One day before the final presidential debate, Senator Marco Rubio, R-Fla., offered a strong defense of Mitt Romney and panned the president as a leader lacking vision refusing to divulge his plans for the future.
"The president has no plans for the next four years," Rubio said on "Face the Nation" Sunday. "Tomorrow is his last chance to tell us what he's going to do in the next four years."
The Florida senator said the debates have been an important component of the presidential race because Romney was able to cut through the president's narrative.
"[T]he president had created this false image of Mitt Romney in the minds of some voters that was completely knocked down in that first debate," he said.
Rubio, an ardent Romney supporter, hails from the state of Florida, which is the location of the final debate. The presidential match-up in Boca Raton will focus on foreign policy.
Rubio blasted the president's foreign policy, especially his handling of the attacks in Benghazi that killed four Americans, including the American ambassador. Rubio dismissed recent news reports that initial intelligence reports said that the attacks began as a spontaneous demonstration. That's "not the evidence" that he's seen, Rubio said.

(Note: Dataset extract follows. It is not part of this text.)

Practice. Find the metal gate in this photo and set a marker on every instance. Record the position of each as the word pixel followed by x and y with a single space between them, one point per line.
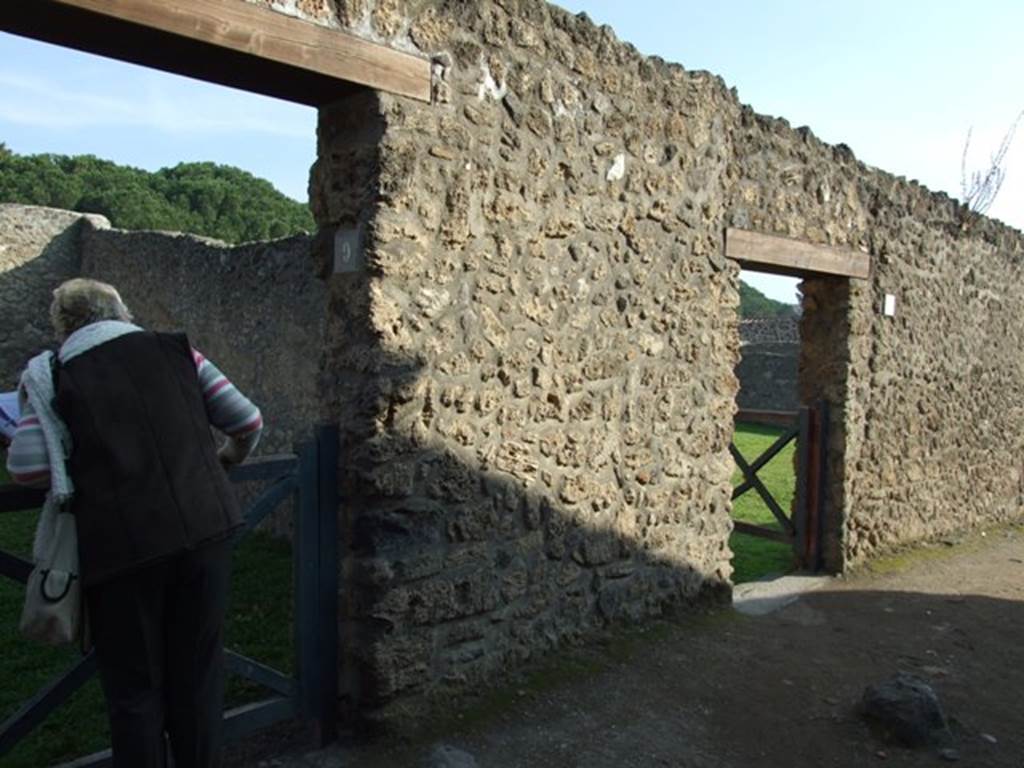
pixel 802 527
pixel 311 693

He noted that the administration's initial account is "troubling" and that it was an attempt to maintain a "campaign narrative" that al Qaeda is in retreat.
Describing Romney's foreign policy philosophy, Rubio said he believes war is "the last of all options," but added that it is sometimes "unavoidable."
He said the United States should be a "catalyst for peace, prosperity and freedom." He added that the best way to ensure peace is through a strong military and that Romney believes the United States is the only country able to "lead" international coalitions.
Rubio said the president's "failure" is that he has not outlined broad goals regarding foreign policy. Specifically, Rubio pointed to the president's "moment of truth" early on in his presidency when he did not get involved and support opposition protestors who took to the streets in Iran in response to election results. "There was no organized revolution in Iran because it was demoralized," Rubio said, blaming President Obama.
As this week marks the 50th anniversary of the Cuban Missile Crisis, host Bob Schieffer asked Rubio about the policies a Romney presidency would implement regarding the small, communist nation.
"It won't be the direction the president has taken in the last four years," Rubio said. He criticized the president for inhibiting the "cause for freedom in Cuba by providing "hard currency" for the Castro regime by allowing Americans to visit the island nation.
One component of Romney's five-point plan is to crack-down on China by labeling the country a currency manipulator. Rubio said he disagrees with Romney because it could start a trade war. "We may have to do what Governor Romney is saying," he noted.